O Chile que emerge das urnas deste domingo (19) é completamente diferente do que se viu até aqui, em mais de 30 anos de democratização. Não só pela contundente vitória do candidato de esquerda, Gabriel Boric, 35 anos, o mais jovem presidente a chegar ao comando do Palácio de La Moneda.
O apertado resultado das urnas, que poderia levar o processo eleitoral a uma judicialização, não se confirmou. O silêncio provocado pela falta de pesquisas (por lei, elas não poderiam ser divulgadas na última semana) revelou que, desde o último levantamento (que apontava empate técnico), as peças se moveram silenciosamente. O eleitor falou, e Boric chega ao poder com mais de 10 pontos percentuais de diferença em relação ao adversário de extrema-direita, José Antonio Kast (55,86% contra 44,14%, com 99,66% das urnas apuradas).
O Chile disse não ao radicalismo, a um candidato que tentou resgatar a memória do ditador Augusto Pinochet, cujo nome, inscrito na infâmia da história latino-americana, ainda desperta algum sentimento na sociedade. Mas, como a democracia mostrou, muito menor do que alguns pensavam.
O Chile que nasce deste 19 de dezembro também, pela primeira vez, tem forças políticas tradicionais completamente alijadas do poder. O fracasso da centro-direita e da centro-esquerda no primeiro turno é resultado direto dos processos de transformação pelos quais o país passou nos últimos dois anos - em especial, a revolta por mais igualdade social iniciada no final de 2019. O trinfo de Boric é a consolidação da voz das ruas naquela jornada.
Mais do que a chegada de Kast e de Boric ao segundo turno - na primeira volta o resultado foi 27,91% a 25,92% -, o pleito significou o fracasso dos partidos que lideraram a nação desde Pinochet, entre eles as legendas de centro-direita de Sebastián Piñera, que deixará o governo com baixa popularidade e duas tentativas de impeachment nas costas, e a centro-esquerda de Ricardo Lagos e de Michele Bachelet.

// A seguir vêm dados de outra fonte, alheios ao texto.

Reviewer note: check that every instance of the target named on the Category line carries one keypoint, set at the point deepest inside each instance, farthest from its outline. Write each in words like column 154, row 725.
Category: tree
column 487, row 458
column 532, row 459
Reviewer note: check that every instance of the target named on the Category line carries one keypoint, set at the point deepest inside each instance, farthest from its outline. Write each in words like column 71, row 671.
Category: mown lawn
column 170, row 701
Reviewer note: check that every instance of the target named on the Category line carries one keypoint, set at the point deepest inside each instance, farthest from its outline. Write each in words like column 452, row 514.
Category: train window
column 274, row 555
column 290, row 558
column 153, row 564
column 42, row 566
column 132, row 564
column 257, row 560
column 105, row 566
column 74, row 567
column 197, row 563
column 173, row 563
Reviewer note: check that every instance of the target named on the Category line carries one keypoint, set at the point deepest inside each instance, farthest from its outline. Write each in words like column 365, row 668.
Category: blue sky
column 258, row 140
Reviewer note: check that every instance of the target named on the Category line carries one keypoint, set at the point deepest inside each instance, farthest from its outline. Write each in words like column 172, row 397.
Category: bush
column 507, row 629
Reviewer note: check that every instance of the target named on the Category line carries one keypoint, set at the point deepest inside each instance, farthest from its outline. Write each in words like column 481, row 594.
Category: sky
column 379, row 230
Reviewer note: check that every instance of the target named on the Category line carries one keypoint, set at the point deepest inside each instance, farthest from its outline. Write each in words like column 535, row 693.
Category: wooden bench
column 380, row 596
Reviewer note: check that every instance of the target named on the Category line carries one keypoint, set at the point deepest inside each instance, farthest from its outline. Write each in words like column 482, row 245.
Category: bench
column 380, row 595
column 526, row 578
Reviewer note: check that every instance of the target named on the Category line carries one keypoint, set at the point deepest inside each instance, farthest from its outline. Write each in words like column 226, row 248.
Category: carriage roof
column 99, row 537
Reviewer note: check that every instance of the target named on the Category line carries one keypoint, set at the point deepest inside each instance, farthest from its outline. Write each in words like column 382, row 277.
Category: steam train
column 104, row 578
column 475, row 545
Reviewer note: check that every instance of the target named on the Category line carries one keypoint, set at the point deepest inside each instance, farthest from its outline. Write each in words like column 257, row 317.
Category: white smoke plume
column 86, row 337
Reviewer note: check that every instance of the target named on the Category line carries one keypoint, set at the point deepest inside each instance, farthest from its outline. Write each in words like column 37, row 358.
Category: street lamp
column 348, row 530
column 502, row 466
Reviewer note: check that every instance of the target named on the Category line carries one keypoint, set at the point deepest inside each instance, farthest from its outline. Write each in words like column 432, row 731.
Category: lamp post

Efeito colateral do descrédito das forças tradicionais foi a guinada aos extremos.
No aspecto interno, Boric enfrentará desafios políticos e sociais complexos - em meio à pandemia (ainda que o país seja um dos campeões da vacinação contra a covid-19), um processo constituinte em aberto, em pleno desenvolvimento, que será encerrado em 2022, durante seu primeiro ano de mandato, e projeções econômicas de crescimento entre 1,5% e 2,5% para 2022 - para 2023, entre zero e 1%.
Sua vitória está muito afinada aos desejos expressos pela população nas revoltas de 2019 - o medo era de que, com uma possível eleição de Kast, os avanços dos últimos meses (como o reconhecimento do casamento entre pessoas do mesmo sexo) retrocedessem ou que um eventual governo de extrema-direita tentasse bloquear transformações expressas na Constituinte. Também o triunfo de Boric aprofunda a sensação de que o clamor das ruas põe em xeque o modelo neoliberal adotado pelo país.
Os chilenos não votaram apenas tendo como base o plano de governo dos candidatos. Votaram por alinhamento ideológico: pelo que os candidatos representavam ou não, o que, de certa forma, provoca fraturas. Por isso, a primeira missão de Boric no La Moneda será reconstruir confiança. Os extremos devem dar um passo rumo à reconciliação.
A eleição deste domingo pode fechar um ciclo iniciado em 2019, quando veio à tona para o mundo que o desenvolvimento do país, exibido aos quatro ventos, não chegava a todas as parcelas da população - em especial, aos extremos da pirâmide social (idosos, com difícil acesso à saúde e previdência) e aos jovens, com educação caríssima.
As urnas mostraram que Boric não terá maioria no Congresso, o que o obrigará não apenas a moderar o tom da campanha, agora, no governo - algo que já vinha fazendo - como exercitar uma capacidade de articulação que, fatalmente, o trará para o centro.
No campo externo, a rejeição dos chilenos à extrema-direita significa que o país disse não a uma forma de se fazer política alinhada à chamada nova direita, que une personalidades como Donald Trump e Jair Bolsonaro.
Boric engrossa o alinhamento político do subcontinente ao lado de líderes de Argentina, Bolívia e Equador, que são administrados pela esquerda - a Venezuela é um caso a parte, pela sua excepcionalidade do regime ditatorial. Forças conservadoras de Brasil, Uruguai, Paraguai, Equador e Colômbia, que torciam por Kast, perderam.